The language spoken by members of four Koorie clans that lived in adjoining estates in the Port Phillip region was known as Woi wurrung. The name literally means ‘no lip (or speech)’ and refers to the way in which speakers expressed the negative, that is, ‘woi’.

Traditionally, each of the four Woi wurrung-speaking clans identified with specific areas (an estate). These estates were contiguous and, collectively, took in all of the drainage basin of the Yarra River and its tributaries. The Woi wurrung clans’ domain was bordered in the south by the Yarra River, upstream to Gardiners Creek, and in the southeast by Dandenong Creek; and in the north by the Dividing Range from Mount Baw Baw to Mount Blackwood. The Werribee River was their westernmost extension, and in the east Woi wurrung territory stretched into the Dandenong Ranges past Warburton.

Because of their obvious connection with land along the river, the Woi wurrung clans are often referred to in the historical literature as the Yarra Yarra tribe. Moreover, because it was the Wurundjeri clan of Woi wurrung that was seen around the settlement more than other groups (it being their estate), the Woi wurrung are also mistakenly referred to in the historical literature as Wurundjeri.

Alternative spellings of the language name, used in various historical sources, include Waverong, Waworong, Wawoorong, Woiwurru, Wowurroong and Woiworung.
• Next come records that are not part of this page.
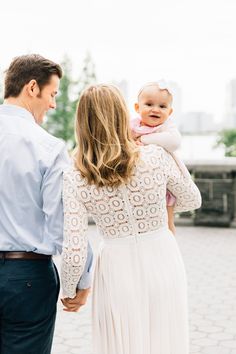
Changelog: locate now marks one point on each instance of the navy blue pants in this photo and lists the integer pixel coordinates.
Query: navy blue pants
(28, 296)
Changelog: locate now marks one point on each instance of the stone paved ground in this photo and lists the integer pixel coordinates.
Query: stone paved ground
(210, 258)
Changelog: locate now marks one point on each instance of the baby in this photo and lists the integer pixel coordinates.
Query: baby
(154, 126)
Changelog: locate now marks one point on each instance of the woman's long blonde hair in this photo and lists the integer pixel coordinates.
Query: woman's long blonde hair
(106, 153)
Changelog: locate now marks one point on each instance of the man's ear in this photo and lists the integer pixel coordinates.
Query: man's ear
(32, 88)
(136, 107)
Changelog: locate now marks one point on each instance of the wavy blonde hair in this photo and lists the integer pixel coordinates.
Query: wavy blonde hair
(106, 153)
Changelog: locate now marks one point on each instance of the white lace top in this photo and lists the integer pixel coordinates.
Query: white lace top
(131, 209)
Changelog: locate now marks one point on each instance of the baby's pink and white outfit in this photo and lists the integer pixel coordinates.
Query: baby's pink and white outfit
(165, 135)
Accurate description of each of the four Woi wurrung clans, in terms of location and relationships to others, is a matter of some complexity; the following characterisation is both general and subject to correction as further detailed research is undertaken.
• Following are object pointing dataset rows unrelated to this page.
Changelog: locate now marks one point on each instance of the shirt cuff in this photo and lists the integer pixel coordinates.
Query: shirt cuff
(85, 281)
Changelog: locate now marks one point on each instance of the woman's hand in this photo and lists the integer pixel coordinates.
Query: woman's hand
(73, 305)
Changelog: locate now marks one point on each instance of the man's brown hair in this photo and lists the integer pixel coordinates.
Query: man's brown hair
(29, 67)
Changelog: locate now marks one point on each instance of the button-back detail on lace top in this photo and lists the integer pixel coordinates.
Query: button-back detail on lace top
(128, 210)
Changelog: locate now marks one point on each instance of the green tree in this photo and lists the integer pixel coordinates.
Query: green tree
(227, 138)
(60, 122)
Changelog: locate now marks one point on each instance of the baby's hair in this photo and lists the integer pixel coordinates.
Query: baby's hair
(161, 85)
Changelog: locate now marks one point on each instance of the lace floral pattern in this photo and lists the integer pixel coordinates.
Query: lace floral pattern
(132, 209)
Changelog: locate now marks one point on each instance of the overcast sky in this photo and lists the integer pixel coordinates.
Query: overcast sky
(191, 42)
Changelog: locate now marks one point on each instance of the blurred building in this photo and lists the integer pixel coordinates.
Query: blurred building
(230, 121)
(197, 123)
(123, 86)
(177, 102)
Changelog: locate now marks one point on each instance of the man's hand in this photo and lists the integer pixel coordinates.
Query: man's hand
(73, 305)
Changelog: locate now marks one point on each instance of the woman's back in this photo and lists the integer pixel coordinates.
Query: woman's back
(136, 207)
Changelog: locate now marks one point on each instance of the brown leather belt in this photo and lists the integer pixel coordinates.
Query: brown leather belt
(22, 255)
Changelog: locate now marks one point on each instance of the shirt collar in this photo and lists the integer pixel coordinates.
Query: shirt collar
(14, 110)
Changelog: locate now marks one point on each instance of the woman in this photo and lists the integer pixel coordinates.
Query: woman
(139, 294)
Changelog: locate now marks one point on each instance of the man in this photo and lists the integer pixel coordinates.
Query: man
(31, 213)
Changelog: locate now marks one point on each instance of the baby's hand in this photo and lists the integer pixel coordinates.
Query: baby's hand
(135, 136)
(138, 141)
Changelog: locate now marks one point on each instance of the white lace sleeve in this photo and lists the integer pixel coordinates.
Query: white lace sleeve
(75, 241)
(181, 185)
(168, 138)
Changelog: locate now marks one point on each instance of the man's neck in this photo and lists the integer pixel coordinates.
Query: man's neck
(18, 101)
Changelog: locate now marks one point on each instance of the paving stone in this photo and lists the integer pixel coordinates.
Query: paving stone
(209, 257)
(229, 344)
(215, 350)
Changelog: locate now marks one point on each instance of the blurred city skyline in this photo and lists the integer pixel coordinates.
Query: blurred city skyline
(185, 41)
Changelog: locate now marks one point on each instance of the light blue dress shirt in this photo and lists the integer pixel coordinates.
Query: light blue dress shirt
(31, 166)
  1. The Wurundjeri-balluk consisted of two patrilines occupying adjacent areas on both sides of the Yarra River. The first of these groups was Wurundjeri-willam who divided themselves into three locations: (a) on the southern side of the Yarra River, from Gardiners Creek to the northern slopes of the Dandenong Ranges; (b) on the northern side of the river, from its junction with the Maribyrnong River (and stretching north to take in Mount William), at Melbourne, and east as far as Kew; and (c) from around Heidelberg, along the upper reaches of the Yarra to near Mount Baw Baw. The second patriline was the Buluk-willam who occupied an area from the headwaters of the Yarra River, southeast to Koo Wee Rup Swamp, toward Cranbourne, where they bordered Bun wurrung territory, at the top of Western-port Bay.
  2. The Marin-balluk clan identified with the area between the Maribyrnong River and Kororoit Creek, stretching to the north as far as Sunbury.
  3. The estate of the Kurung-jang-balluk was on the western side of Kororoit Creek, as far as the Werribee River.
  4. The Gunung-willam-bulluk identified with an area south of the Ranges, around Mount Macedon and Bacchus Marsh.
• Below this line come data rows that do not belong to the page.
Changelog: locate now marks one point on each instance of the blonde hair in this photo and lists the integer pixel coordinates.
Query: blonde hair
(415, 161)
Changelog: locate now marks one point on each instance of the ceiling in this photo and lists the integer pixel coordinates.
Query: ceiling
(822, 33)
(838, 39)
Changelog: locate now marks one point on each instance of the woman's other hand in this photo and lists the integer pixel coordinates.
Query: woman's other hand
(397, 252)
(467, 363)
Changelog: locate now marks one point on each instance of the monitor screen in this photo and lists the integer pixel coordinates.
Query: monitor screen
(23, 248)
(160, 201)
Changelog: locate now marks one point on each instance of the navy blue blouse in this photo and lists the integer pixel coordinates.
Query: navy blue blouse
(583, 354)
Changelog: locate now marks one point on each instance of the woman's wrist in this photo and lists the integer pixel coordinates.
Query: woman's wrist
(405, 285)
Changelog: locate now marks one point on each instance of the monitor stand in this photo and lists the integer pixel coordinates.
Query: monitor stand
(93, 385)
Each of these clans was governed by an individual or group of senior men who had the title ngurungaeta. These individuals were men of distinguished achievement who had effective authority within their clans and ‘were considered its rightful representative in external affairs’.

Woi wurrung clans were part of the Bunjil/Waa moiety system of kinship and totemic class that characterised the Kulin confederacy of -(w)urrung speaking clans. Woi wurrung clans were in the Waa class, with the exception of the Gunung-willam-bulluk whose members were Bunjil. All Kulin clans were exogamous, that is, men always sought marriage partners from another clan. In the case of the Woi wurrung, marriages were usually contracted with Bunjil clans of the Daung wurrung speakers of drainage basins north of the Dividing Range. The connections forged in this way gave members various rights of access to a large area of central Victoria.

Reference: Presland, G., Aboriginal Melbourne, Harriland Press, Melbourne, 2001.